Having searched the web, I see various people in various forums alluding to approximating a cubic curve with a quadratic one. But I can't find the formula.

What I want is this:

input: startX, startY, control1X, control1Y, control2X, control2Y, endX, endY output: startX, startY, controlX, controlY, endX, endY

Actually, since the starting and ending points will be the same, all I really need is...

input: startX, startY, control1X, control1Y, control2X, control2Y, endX, endY output: controlX, controlY

A: 

I would probably draw a series of curves instead of trying to draw one curve using a different alg. Sort of like drawing two half circles to make up a whole circle.

tcoz
A: 

In general, you'll have to use multiple quadratic curves - many cases of cubic curves can't be even vaguely approximated with a single quadratic curve.

There is a good article discussing the problem, and a number of ways to solve it, at http://www.timotheegroleau.com/Flash/articles/cubic_bezier_in_flash.htm (including interactive demonstrations).

Matthew Slattery
+2  A: 

As mentioned, going from 4 control points to 3 is normally going to be an approximation. There's only one case where it will be exact - when the cubic bezier curve is actually a degree-elevated quadratic bezier curve.

You can use the degree elevation equations to come up with an approximation. It's simple, and the results are usually pretty good.

Let's call the control points of the cubic Q0..Q3 and the control points of the quadratic P0..P2. Then for degree elevation, the equations are:

Q0 = P0
Q1 = 1/3 P0 + 2/3 P1
Q2 = 2/3 P1 + 1/3 P2
Q3 = P2

In your case you have Q0..Q3 and you're solving for P0..P2. There are two ways to compute P1 from the equations above:

P1 = 3/2 Q1 - 1/2 Q0
P1 = 3/2 Q2 - 1/2 Q3

If this is a degree-elevated cubic, then both equations will give the same answer for P1. Since it's likely not, your best bet is to average them.
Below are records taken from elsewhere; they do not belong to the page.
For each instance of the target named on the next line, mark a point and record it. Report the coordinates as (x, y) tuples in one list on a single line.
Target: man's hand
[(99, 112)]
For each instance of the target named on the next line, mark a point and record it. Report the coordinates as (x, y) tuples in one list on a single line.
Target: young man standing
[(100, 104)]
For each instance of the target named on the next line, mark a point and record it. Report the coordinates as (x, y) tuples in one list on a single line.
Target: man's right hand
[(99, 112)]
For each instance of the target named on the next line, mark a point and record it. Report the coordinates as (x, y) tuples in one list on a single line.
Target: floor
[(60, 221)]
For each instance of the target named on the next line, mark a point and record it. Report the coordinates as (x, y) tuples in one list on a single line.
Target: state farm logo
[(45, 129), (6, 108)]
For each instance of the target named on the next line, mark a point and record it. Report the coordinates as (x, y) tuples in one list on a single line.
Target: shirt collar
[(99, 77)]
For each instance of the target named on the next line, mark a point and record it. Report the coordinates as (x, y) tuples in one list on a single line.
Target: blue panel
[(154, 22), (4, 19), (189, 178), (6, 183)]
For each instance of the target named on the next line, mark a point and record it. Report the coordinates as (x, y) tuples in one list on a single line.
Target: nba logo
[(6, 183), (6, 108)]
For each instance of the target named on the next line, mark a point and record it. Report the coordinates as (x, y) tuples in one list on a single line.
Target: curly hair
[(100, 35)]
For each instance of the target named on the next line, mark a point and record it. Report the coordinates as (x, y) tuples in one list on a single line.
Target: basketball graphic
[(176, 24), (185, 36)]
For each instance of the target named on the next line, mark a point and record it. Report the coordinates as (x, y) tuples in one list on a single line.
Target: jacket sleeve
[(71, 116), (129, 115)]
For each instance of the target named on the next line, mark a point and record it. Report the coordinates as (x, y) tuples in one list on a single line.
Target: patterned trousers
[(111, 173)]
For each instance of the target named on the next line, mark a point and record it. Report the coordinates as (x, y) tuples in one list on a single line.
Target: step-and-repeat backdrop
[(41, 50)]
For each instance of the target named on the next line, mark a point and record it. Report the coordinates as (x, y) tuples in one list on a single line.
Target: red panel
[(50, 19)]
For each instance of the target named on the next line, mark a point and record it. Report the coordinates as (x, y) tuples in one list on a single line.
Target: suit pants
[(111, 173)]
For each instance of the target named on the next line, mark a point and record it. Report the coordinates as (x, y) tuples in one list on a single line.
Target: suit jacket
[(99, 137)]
So,

P1 = -1/4 Q0 + 3/4 Q1 + 3/4 Q2 - 1/4 Q3

To translate to your terms:

controlX = -0.25*startX + .75*control1X + .75*control2X -0.25*endX

Y is computed similarly - the dimensions are independent, so this works for 3d (or n-d).
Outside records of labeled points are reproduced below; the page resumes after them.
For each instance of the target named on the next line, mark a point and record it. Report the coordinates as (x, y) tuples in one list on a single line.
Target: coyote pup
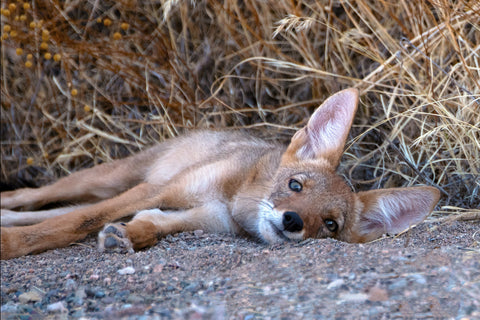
[(218, 182)]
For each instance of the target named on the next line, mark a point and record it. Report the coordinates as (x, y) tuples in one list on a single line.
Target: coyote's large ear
[(392, 211), (326, 132)]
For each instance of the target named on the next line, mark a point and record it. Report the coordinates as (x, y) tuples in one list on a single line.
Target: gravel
[(430, 272)]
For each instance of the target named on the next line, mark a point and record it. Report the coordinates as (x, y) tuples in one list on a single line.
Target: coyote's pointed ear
[(326, 132), (391, 211)]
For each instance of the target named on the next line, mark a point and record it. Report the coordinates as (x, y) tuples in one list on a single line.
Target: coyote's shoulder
[(218, 181)]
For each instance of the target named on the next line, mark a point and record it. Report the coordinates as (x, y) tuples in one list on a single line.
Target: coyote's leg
[(62, 230), (150, 225), (90, 185), (11, 218)]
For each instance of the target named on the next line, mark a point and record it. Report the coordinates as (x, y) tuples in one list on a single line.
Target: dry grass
[(130, 73)]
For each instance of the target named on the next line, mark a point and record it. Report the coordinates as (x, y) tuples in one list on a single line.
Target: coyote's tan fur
[(218, 182)]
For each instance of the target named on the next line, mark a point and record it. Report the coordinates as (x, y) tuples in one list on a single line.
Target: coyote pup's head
[(309, 200)]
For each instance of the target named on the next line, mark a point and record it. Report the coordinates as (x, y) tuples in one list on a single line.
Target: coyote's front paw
[(9, 199), (114, 238)]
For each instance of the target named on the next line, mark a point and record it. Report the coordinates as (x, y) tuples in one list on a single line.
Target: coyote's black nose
[(292, 221)]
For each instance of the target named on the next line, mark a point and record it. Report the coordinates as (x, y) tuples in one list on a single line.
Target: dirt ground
[(431, 272)]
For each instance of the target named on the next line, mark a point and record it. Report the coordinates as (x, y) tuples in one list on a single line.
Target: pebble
[(335, 284), (30, 296), (9, 307), (127, 270), (70, 285), (352, 297), (57, 307), (377, 294), (135, 299)]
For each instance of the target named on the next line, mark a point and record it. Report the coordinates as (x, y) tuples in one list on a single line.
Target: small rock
[(127, 270), (158, 268), (134, 299), (9, 307), (353, 297), (30, 296), (70, 285), (377, 294), (418, 278), (335, 284), (57, 307)]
This will be an approximation. If you need a better approximation, one way to get it is by subdividing the initial cubic using the deCastlejau algorithm, and then degree-reduce each segment. If you need better continuity, there are other approximation methods that are less quick and dirty.

tfinniga
+1. Can you suggest a reference for Bezier curves please ?
Denis
The main reference I use is from a CAGD class I took: http://tom.cs.byu.edu/~557/text/ Chapter 2 covers Bezier curves.
tfinniga
A: 

Another derivation of tfinniga's answer:
First see Wikipedia Bezier curve for the formulas for quadratic and cubic Bezier curves (also nice animations):

Q(t) = (1-t)^2 P0 + 2 (1-t) t Q + t^2 P3
P(t) + (1-t)^3 P0 + 3 (1-t)^2 t P1 + 3 (1-t) t^2 P2 + t^3 P3

Require these to match at the middle, t = 1/2:

(P0 + 2 Q + P3) / 4 = (P0 + 3 P1 + 3 P2 + P3) / 8  
=> Q = P1 + P2 - (P0 + P1 + P2 + P3) / 4  

(Q written like this has a geometric interpretation:

Pmid = middle of P0 P1 P2 P3  
P12mid = midway between P1 and P2  
draw a line from Pmid to P12mid, and that far again: you're at Q.  
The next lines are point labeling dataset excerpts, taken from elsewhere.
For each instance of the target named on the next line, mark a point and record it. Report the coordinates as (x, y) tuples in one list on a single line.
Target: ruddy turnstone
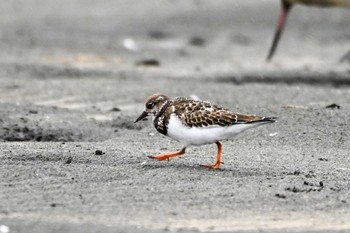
[(196, 123)]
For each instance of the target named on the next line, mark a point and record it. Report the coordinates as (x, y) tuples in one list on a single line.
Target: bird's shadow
[(224, 169)]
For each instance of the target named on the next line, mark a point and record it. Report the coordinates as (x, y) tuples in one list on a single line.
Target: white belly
[(204, 135)]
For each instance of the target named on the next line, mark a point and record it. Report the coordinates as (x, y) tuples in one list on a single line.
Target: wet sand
[(75, 75)]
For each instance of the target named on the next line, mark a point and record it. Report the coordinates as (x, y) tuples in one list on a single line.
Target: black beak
[(143, 115)]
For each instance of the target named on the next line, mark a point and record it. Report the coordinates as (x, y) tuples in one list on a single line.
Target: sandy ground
[(75, 74)]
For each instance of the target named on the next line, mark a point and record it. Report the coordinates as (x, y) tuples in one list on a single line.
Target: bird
[(286, 6), (196, 122)]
Hope this makes sense -- draw a couple of examples.)

Denis
A: 

Try looking for opensource Postcript font to Truetype font converters. I'm sure they have it. Postscript uses cubic bezier curves, whereas Truetype uses quadratic bezier curves. Good luck.

cottondave1
A: 

Conventions/terminology

  • Cubic defined by: P1/2 - anchor points, C1/C2 control points
  • |x| is the euclidean norm of x
  • mid-point approx of cubic: a quad that shares the same anchors with the cubic and has the control point at C = (3·C2 - P2 + 3·C1 - P1)/4

Algorithm

  1. pick an absolute precision (prec)
  2. Compute the Tdiv as the root of (cubic) equation sqrt(3)/18 · |P2 - 3·C2 + 3·C1 - P1|/2 · Tdiv ^ 3 = prec
  3. if Tdiv < 0.5 divide the cubic at Tdiv. First segment [0..Tdiv] can be approximated with by a quadratic, with a defect less than prec, by the mid-point approximation. Repeat from step 2 with the second resulted segment (corresponding to 1-Tdiv)
  4. 0.5<=Tdiv<1 - simply divide the cubic in two. The two halves can be approximated by the mid-point approximation
  5. Tdiv>=1 - the entire cubic can be approximated by the mid-point approximation

The "magic formula" at step 2 is demonstrated (with interactive examples) on this page.